We tested ChatGPT Work on two demanding jobs that go beyond normal chatbot demos: making and publishing a YouTube video from a minimal prompt, and finishing a half-built mobile app through the Apple Developer publishing flow.

The first test used ChatGPT Work running GPT-5.6 Sol at ultra-high effort. We gave the agent access to the local system, SeaDance 2.0, FishSpeech, CapCut Desktop, a Chrome plugin, and YouTube, then asked it to create a children's video with a minimal prompt and publish the final result. After roughly three hours, three human interventions, and more than three million tokens consumed, the video was created and published to YouTube: watch the result.

That result is impressive because it shows ChatGPT Work can keep going across multiple surfaces instead of stopping at advice. It handled creative generation, voice generation, editing workflow, browser work, upload steps, and publishing. Older AI assistants can usually write a script or suggest upload metadata; this test showed a work agent actually pushing through the production chain.

The second test was more practical.
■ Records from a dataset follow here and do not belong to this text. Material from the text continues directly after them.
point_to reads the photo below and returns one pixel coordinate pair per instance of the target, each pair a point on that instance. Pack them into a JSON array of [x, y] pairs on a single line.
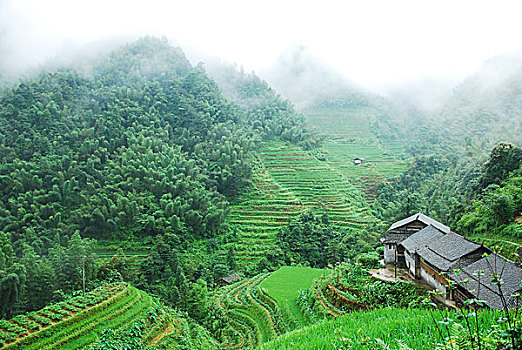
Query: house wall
[[432, 281], [389, 253], [410, 262]]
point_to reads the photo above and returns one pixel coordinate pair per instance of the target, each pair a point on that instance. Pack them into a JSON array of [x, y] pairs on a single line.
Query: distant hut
[[225, 281], [358, 161]]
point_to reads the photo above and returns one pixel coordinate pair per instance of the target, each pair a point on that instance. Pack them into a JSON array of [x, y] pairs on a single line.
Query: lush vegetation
[[112, 316], [141, 151], [140, 168], [285, 284], [387, 328], [349, 287]]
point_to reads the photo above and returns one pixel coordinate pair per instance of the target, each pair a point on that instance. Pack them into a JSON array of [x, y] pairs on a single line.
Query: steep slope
[[129, 315]]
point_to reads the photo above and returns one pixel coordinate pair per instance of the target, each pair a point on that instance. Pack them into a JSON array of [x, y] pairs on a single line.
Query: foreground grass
[[284, 285], [360, 330]]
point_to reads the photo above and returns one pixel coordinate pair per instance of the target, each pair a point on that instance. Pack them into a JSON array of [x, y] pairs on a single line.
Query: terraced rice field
[[349, 135], [395, 328], [253, 317], [290, 180], [284, 286], [260, 213], [253, 314], [80, 321], [317, 185]]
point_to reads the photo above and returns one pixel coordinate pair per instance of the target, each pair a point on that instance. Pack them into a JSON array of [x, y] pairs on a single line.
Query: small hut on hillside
[[358, 161], [431, 252], [225, 281]]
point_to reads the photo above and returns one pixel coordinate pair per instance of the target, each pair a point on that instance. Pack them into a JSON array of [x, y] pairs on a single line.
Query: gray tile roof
[[509, 272], [444, 252], [422, 218], [421, 238], [395, 237]]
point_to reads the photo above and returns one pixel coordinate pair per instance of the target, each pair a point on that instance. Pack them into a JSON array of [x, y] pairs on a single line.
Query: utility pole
[[83, 274], [396, 247]]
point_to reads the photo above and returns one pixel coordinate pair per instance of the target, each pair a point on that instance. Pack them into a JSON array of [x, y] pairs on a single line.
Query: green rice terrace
[[259, 309], [290, 180], [80, 321], [388, 328]]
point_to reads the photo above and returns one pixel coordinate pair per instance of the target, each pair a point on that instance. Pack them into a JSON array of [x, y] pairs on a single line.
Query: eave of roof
[[422, 218]]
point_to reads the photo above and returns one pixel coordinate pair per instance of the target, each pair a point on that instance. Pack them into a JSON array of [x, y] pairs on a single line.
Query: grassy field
[[290, 180], [259, 213], [348, 135], [257, 309], [360, 330], [79, 322], [284, 286]]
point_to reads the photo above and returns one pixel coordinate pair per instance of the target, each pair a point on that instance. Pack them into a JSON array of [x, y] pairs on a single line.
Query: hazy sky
[[371, 42]]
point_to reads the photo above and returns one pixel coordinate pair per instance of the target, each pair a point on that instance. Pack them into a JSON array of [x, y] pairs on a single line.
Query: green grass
[[119, 312], [349, 134], [284, 286], [359, 330]]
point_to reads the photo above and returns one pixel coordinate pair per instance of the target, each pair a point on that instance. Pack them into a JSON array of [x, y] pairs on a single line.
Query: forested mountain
[[142, 149], [142, 168], [452, 146]]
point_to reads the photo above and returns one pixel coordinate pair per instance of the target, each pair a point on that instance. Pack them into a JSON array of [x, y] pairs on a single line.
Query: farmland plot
[[349, 135], [259, 213], [80, 321]]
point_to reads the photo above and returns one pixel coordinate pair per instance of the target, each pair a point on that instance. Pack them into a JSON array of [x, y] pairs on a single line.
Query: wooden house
[[456, 266], [399, 231], [431, 255], [475, 281]]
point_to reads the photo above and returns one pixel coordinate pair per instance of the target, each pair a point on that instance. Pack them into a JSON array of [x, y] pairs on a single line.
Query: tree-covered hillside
[[143, 149]]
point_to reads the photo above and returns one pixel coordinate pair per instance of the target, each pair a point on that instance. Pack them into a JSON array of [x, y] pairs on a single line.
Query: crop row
[[254, 317], [24, 325], [259, 214]]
We asked ChatGPT Work to finish a half-built mobile app using an implementation plan and roadmap, with access to Apple Developer and EAS. The agent completed the app work and moved through the Apple Developer process toward App Store publication. At the time of review, the app is still in Apple review, so we will update this listing once the App Store link is approved.

The biggest strength is persistence. ChatGPT Work feels less like a chat window and more like a supervised production assistant. It can operate across local apps, browser sessions, developer tools, and publishing surfaces when the right permissions are available. For creators, founders, and small teams, that can turn stalled work into finished output.

The biggest weakness is operating cost and supervision. The YouTube test was not cheap or instant: it took around three hours, needed three human interventions, and consumed a very large token budget. We would not treat it as a fully autonomous worker for public actions. It is better understood as a capable agent that should pause for human approval at important checkpoints.

This matters especially because ChatGPT Work becomes more powerful when it has local-system access and account access. That is useful, but it should be scoped carefully. YouTube publishing, App Store submission, customer messages, production deploys, and paid campaigns are all workflows where the right behavior is not "never ask." The right behavior is "ask before irreversible or public actions."

Strengths: Strong cross-app persistence, useful for long-running work, can operate across local tools and browser workflows, strong fit for video, voice, and app-publishing tasks, good at turning clear plans into finished milestones, much more capable than a normal chatbot for messy multi-step jobs.

Weaknesses: Expensive for heavy tasks, can consume millions of tokens, still needs human steering, workflow quality depends heavily on tool access and account state, public publishing still requires review, not suitable for users expecting cheap one-shot automation from vague instructions.

Final verdict: ChatGPT Work is one of the first AI work agents that feels capable of completing real cross-app jobs instead of merely explaining them. It is not a replacement for skilled operators yet, but it is already a serious force multiplier for teams with clear goals, connected tools, and human approval checkpoints.